Suzy, the only Brooklyn newcomer of the three, lands in the line of fire as a group of pre-gentrification natives camp outside her building, yelling sexual and racial slurs as she passes by. Though from their perspective, she is just another unwelcome outsider taking over their home — literally, without a second glance.
Wilson's dialogue fleshes out these conversations much more effectively than their surrounding plot lines. Hints about Don and Jackson's family lives are dropped, though they lead no further than a basic understanding of Don's wealthy upbringing in stark contrast to Jackson's underprivileged youth. Jackson's work life remains similarly hidden, despite the perpetual ping of his cellphone and a passing mention of an unfair assignment. Suzy's job as a schoolteacher (for primarily minority students) also loses prominence in the story after Don delivers an extremely on-the-nose speech to her class about the dangers of drug use and the implicit class divide in its consequences.

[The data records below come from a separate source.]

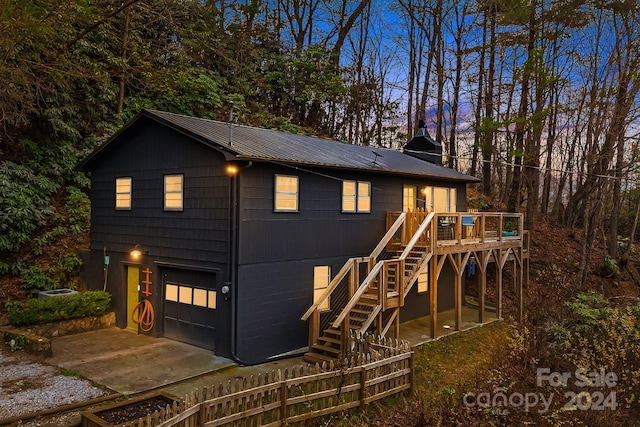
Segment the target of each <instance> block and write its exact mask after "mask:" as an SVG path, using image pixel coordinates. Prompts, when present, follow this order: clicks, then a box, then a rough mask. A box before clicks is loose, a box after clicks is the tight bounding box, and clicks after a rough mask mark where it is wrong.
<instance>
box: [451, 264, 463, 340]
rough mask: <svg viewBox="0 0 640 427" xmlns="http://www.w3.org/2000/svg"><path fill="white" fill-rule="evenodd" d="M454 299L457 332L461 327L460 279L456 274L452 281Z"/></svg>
mask: <svg viewBox="0 0 640 427" xmlns="http://www.w3.org/2000/svg"><path fill="white" fill-rule="evenodd" d="M454 286H455V288H454V291H453V293H454V298H455V300H456V302H455V312H456V331H459V330H460V328H461V327H462V279H461V278H460V275H459V274H456V277H455V279H454Z"/></svg>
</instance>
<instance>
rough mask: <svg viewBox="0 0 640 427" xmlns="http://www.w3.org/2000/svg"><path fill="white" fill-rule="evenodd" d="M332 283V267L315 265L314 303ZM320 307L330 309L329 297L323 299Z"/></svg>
mask: <svg viewBox="0 0 640 427" xmlns="http://www.w3.org/2000/svg"><path fill="white" fill-rule="evenodd" d="M329 283H331V267H330V266H328V265H317V266H315V267H313V303H314V304H315V303H317V302H318V300H319V298H320V296H322V294H323V292H324V291H325V290H326V289H327V288H328V287H329ZM318 309H319V310H321V311H324V310H329V309H330V307H329V298H327V299H325V300H324V301H322V303H321V304H320V306H318Z"/></svg>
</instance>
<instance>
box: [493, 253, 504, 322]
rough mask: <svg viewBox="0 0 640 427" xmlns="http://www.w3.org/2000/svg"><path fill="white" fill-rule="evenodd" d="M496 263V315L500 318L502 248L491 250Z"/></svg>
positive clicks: (501, 307)
mask: <svg viewBox="0 0 640 427" xmlns="http://www.w3.org/2000/svg"><path fill="white" fill-rule="evenodd" d="M493 259H494V260H495V265H496V317H497V318H498V319H502V265H503V264H502V249H496V250H495V251H494V252H493Z"/></svg>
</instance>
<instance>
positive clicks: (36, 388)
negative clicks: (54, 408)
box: [0, 344, 108, 424]
mask: <svg viewBox="0 0 640 427" xmlns="http://www.w3.org/2000/svg"><path fill="white" fill-rule="evenodd" d="M107 393H108V392H105V391H104V390H101V389H100V388H97V387H95V386H93V385H92V384H91V383H90V382H89V381H87V380H84V379H81V378H77V377H75V376H73V372H67V375H65V373H64V372H63V371H62V370H61V369H59V368H57V367H54V366H51V365H48V364H46V363H41V362H37V361H35V360H34V359H33V358H32V357H30V356H29V355H27V354H25V353H22V352H11V351H10V350H9V349H8V348H7V347H5V346H3V345H1V344H0V424H2V420H5V419H7V418H10V417H14V416H18V415H24V414H28V413H32V412H37V411H41V410H44V409H49V408H55V407H58V406H62V405H67V404H70V403H76V402H81V401H84V400H88V399H92V398H95V397H99V396H102V395H104V394H107Z"/></svg>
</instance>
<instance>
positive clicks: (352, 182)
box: [342, 181, 371, 213]
mask: <svg viewBox="0 0 640 427" xmlns="http://www.w3.org/2000/svg"><path fill="white" fill-rule="evenodd" d="M342 212H363V213H367V212H371V183H370V182H366V181H342Z"/></svg>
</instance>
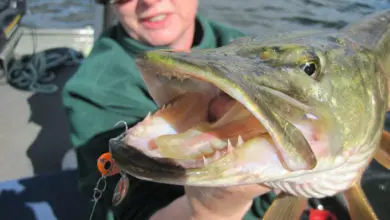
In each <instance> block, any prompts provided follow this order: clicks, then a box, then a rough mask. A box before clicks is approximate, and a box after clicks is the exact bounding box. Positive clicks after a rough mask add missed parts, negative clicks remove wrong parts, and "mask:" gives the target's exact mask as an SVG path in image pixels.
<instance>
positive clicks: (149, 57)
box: [137, 51, 316, 170]
mask: <svg viewBox="0 0 390 220" xmlns="http://www.w3.org/2000/svg"><path fill="white" fill-rule="evenodd" d="M227 53H228V52H227ZM176 54H178V53H170V52H165V51H157V52H148V53H146V54H145V55H144V56H142V57H141V56H139V57H138V59H137V64H138V67H139V68H140V70H141V74H142V77H143V79H144V81H145V83H146V85H147V87H148V90H149V91H150V93H151V96H152V97H153V98H154V99H155V101H156V103H158V104H162V103H166V102H167V101H168V102H169V100H170V99H172V98H173V97H175V96H177V94H181V93H184V92H187V93H188V92H193V91H196V92H203V93H207V94H208V95H209V96H211V97H215V96H216V95H218V94H221V93H223V94H226V95H228V96H230V97H232V98H233V99H234V100H236V101H237V102H239V103H241V104H242V105H243V106H244V107H245V108H246V109H247V110H248V111H250V112H251V114H252V115H253V116H254V117H255V118H256V119H257V120H258V121H259V122H260V123H261V124H262V126H264V127H265V129H266V130H267V131H268V132H269V134H270V135H271V136H272V138H273V140H274V142H275V145H276V147H277V148H278V154H279V156H280V157H282V159H281V160H282V161H283V163H284V166H285V167H287V168H288V169H290V170H305V169H312V168H313V167H314V166H315V164H316V158H315V155H314V154H313V152H312V150H311V148H310V146H309V144H308V142H307V140H306V139H305V137H304V136H303V135H302V133H301V132H300V131H299V130H298V129H297V128H296V127H295V126H293V125H292V124H291V123H290V122H289V121H286V120H285V119H284V118H283V117H280V116H279V115H277V114H276V113H275V112H274V111H272V110H270V109H269V108H268V107H267V104H269V103H267V97H261V96H262V92H263V91H261V90H262V89H263V90H265V91H264V93H267V91H268V92H270V91H271V93H272V91H273V89H272V88H267V87H266V86H261V85H259V86H255V88H250V87H249V88H248V87H247V85H248V83H247V80H248V79H246V81H245V82H243V81H242V77H240V76H239V75H235V76H229V75H228V74H229V72H231V71H233V70H229V69H226V68H225V67H228V65H226V66H224V63H225V62H226V64H229V63H230V62H235V63H237V64H238V63H239V65H240V66H239V67H238V69H235V71H237V70H241V71H251V72H252V73H254V74H256V73H255V71H257V70H258V65H257V63H253V62H252V60H248V59H246V58H242V57H241V56H234V60H233V61H231V60H220V59H219V58H220V57H219V54H216V56H214V55H211V56H206V57H205V56H204V54H199V56H198V54H196V53H191V55H189V56H190V57H189V58H188V59H186V56H187V54H186V53H180V54H179V55H178V56H176ZM183 57H184V59H181V58H183ZM209 59H210V60H211V61H210V63H211V65H208V64H205V61H207V60H209ZM213 59H215V60H213ZM194 61H195V62H194ZM213 61H214V62H213ZM221 61H222V62H221ZM210 63H209V64H210ZM230 66H231V65H230ZM255 84H256V83H255ZM248 90H249V91H248ZM160 91H167V92H166V93H164V94H161V92H160ZM274 93H278V92H276V91H275V92H274ZM280 94H281V96H282V97H280V98H281V99H285V100H283V101H286V100H288V101H290V102H294V104H298V105H299V104H300V103H299V102H297V101H296V100H293V99H290V98H289V97H288V96H284V97H283V93H280ZM280 94H279V95H280ZM266 95H267V96H268V97H272V96H275V94H266ZM276 96H277V95H276ZM169 97H170V98H169ZM260 106H261V107H260ZM301 111H305V110H301ZM309 114H311V115H313V114H315V113H309ZM284 131H287V132H284ZM281 133H284V134H283V135H279V134H281ZM292 136H294V137H292ZM294 146H301V149H300V150H299V151H297V150H296V149H295V148H294Z"/></svg>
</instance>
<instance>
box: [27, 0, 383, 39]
mask: <svg viewBox="0 0 390 220" xmlns="http://www.w3.org/2000/svg"><path fill="white" fill-rule="evenodd" d="M28 2H29V8H30V14H29V15H27V16H26V17H25V18H24V20H23V23H24V24H26V25H29V26H36V27H50V28H53V27H55V28H68V27H84V26H87V25H92V24H93V19H94V8H93V4H94V0H29V1H28ZM199 2H200V8H199V12H200V13H201V14H202V15H204V16H206V17H208V18H210V19H214V20H216V21H221V22H225V23H229V24H231V25H234V26H235V27H238V28H240V29H241V30H242V31H244V32H246V33H248V34H261V33H264V32H267V33H270V32H280V31H291V30H298V29H302V28H307V27H308V26H310V28H336V29H337V28H340V27H343V26H344V25H346V24H347V23H350V22H353V21H355V20H358V19H360V18H361V17H362V16H363V15H366V14H368V13H371V12H373V11H376V10H380V9H384V8H389V7H390V2H389V1H388V0H355V1H354V0H272V1H271V0H200V1H199Z"/></svg>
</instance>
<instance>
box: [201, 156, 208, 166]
mask: <svg viewBox="0 0 390 220" xmlns="http://www.w3.org/2000/svg"><path fill="white" fill-rule="evenodd" d="M202 159H203V164H204V165H207V163H208V161H207V158H206V157H205V156H202Z"/></svg>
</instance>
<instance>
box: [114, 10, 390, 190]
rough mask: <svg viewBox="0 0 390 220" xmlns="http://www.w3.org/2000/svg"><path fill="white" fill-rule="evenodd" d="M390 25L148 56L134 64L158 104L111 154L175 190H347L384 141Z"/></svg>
mask: <svg viewBox="0 0 390 220" xmlns="http://www.w3.org/2000/svg"><path fill="white" fill-rule="evenodd" d="M389 27H390V10H388V11H383V12H379V13H376V14H374V15H371V16H369V17H367V18H365V19H363V20H362V21H360V22H358V23H356V24H351V25H349V26H347V27H345V28H344V29H341V30H339V31H334V32H322V31H308V32H294V33H285V34H279V35H276V36H270V37H245V38H242V39H239V40H236V41H234V42H232V43H230V44H229V45H226V46H223V47H220V48H215V49H204V50H194V51H191V52H189V53H188V52H172V51H165V50H157V51H150V52H146V53H145V54H142V55H140V56H139V57H138V58H137V65H138V67H139V69H140V72H141V74H142V77H143V80H144V81H145V83H146V86H147V87H148V90H149V92H150V94H151V96H152V97H153V99H154V100H155V101H156V103H157V104H158V105H159V107H160V109H159V110H158V111H157V112H154V113H152V114H150V115H148V116H147V117H146V118H145V119H144V120H143V121H141V122H139V123H138V124H136V125H135V126H133V127H131V128H130V129H128V130H127V131H126V132H125V133H123V134H122V135H120V136H119V137H116V138H113V139H111V140H110V149H111V154H112V156H113V159H114V160H115V163H116V164H117V165H118V167H120V169H121V170H122V171H124V172H127V173H128V174H130V175H132V176H135V177H137V178H140V179H144V180H149V181H155V182H162V183H169V184H178V185H192V186H212V187H218V186H220V187H224V186H232V185H241V184H254V183H257V184H264V185H266V186H269V187H271V188H275V189H280V190H281V191H283V192H285V193H288V194H290V195H294V196H298V197H305V198H322V197H326V196H333V195H335V194H337V193H339V192H344V191H347V190H348V189H350V188H351V187H353V186H355V184H358V183H359V180H360V178H361V175H362V173H363V172H364V170H365V169H366V167H367V165H368V164H369V162H370V161H371V160H372V159H373V158H374V156H375V153H376V152H377V150H378V148H380V141H381V138H383V126H384V120H385V113H386V112H387V110H388V108H389V105H388V102H389V100H388V92H389V88H388V82H389V74H388V71H389V70H390V60H389V59H390V29H389ZM223 100H227V101H223ZM213 103H220V104H219V105H218V106H219V108H222V109H223V110H221V112H222V113H218V114H217V112H218V111H216V110H213ZM383 164H386V162H385V163H383Z"/></svg>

By staging the play entirely within the confines of the apartment (occasionally venturing down to the building's lobby), Wilson is forced to tell far more than she can show. All three characters are hindered by this limitation, particularly Jackson, who, as Suzy claims, becomes an unrecognizable alpha male as he passes other black men on the street in her presence. Kauffman does her best to imply the contours of the outside world — each of her actors taking turns staring out the window with different combinations of anger, fear, and confusion and wrestling with the apartment's broken buzzer (hence the title). Ferrer has the benefit of the greatest character arc, through which she skillfully journeys, even as her complex relationship with Don takes several confusing leaps.
The resulting snapshot is an interesting one, illuminating the hidden dimensions of this cultural transformation that realtors rarely include in their property tours. All the apartment needs now is a set of residents with just as many dimensions.